Obama Budget: Billions On Health Care For Reform This Year

Obama Budget: Billions On Health Care For Reform This Year

President Barack Obama's first budget will call for tens of billions of dollars to be devoted to health care, in an effort to help ensure that major reform of the current system is considered within the year.

A senior administration official tells the Huffington Post that the president will provide "many billions of dollars" over a "ten-year period" to fund health care in the upcoming budget, to be introduced Thursday.

As confirmed by the official, the money will provide a pool of resources to help shore up the health care system on the benefits and coverage side. With that in place, the administration is hoping that Congress will push through a legislative overhaul for the health care system within a year.

"On the benefits side and the coverage side we are going to have principles, but part of what we are trying to do is set up a legislative process where we can actually get this done," said the official. "So don't expect full details on the benefits side, what we are trying to do instead is provide some funding that could then fund a variety of different ways that go about covering the coverage/benefits side. We are focused on getting health care done this year and the budget is going to facilitate that."

As for the source of the revenue stream, the Obama administration will use an "innovative" approach (see: cuts) to budgeting on items such as Medicare Advantage and Medicare and Medicaid spending. It may also tax large employers who have failed to provide coverage to their employees. The rest of the funds, as the New Republic's John Cohn writes, will have to be manufactured by Congress.

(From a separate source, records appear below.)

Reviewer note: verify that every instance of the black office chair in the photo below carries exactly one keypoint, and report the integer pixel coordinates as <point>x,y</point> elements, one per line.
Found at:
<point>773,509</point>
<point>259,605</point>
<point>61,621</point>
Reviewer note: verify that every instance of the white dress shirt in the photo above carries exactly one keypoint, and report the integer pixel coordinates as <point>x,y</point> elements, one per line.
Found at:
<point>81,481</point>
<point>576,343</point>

The trickier task will likely be reforming the system itself. The Obama administration is committed to not making the same mistakes as the Clinton task force in '93, which means allowing Congress to be a co-equal branch in the process. The president won't lay down a full plan alongside the budget, allowing members to craft something more amenable to the legislative branch. This could prove tricky for a variety of reasons. On the political side, some representatives, notably Rep. James Clyburn, have said a step-by-step approach to reform is preferable to a major overhaul. Others insist just the opposite. On the legislative side, as Ezra Klein points out in the American Prospect, the sticking point seems to be the employer tax exemption, which allows employers who buy health care for their employees to write off the cost while individuals who buy coverage for themselves are taxed.

Congress, indeed, has been slowly working its way towards exactly this conclusion. Ron Wyden's Healthy Americans Act replaced the employer tax exclusion with a health care standard deduction that phases out for families with higher incomes: Individuals making more than $125,000 receive no deduction at all. Max Baucus's white paper doesn't get into specifics, but simply states, "Most economists argue there are problems with the current set of tax incentives for heath care...One option for reform is to cap the amount of health care premiums that can be excluded from employee wages for income and payroll tax purposes."

With these legislative hurdles still in need of jumping, the Obama administration is hoping that the budget provides the launching pad needed for health care reform. Moreover, they're keen on getting the process finalized within a year.

"I think what will happen quickly is that there will be some summit on health care specifically and then we are working legislatively with the relevant committees to try and actually get this thing done, this year," said the administration official.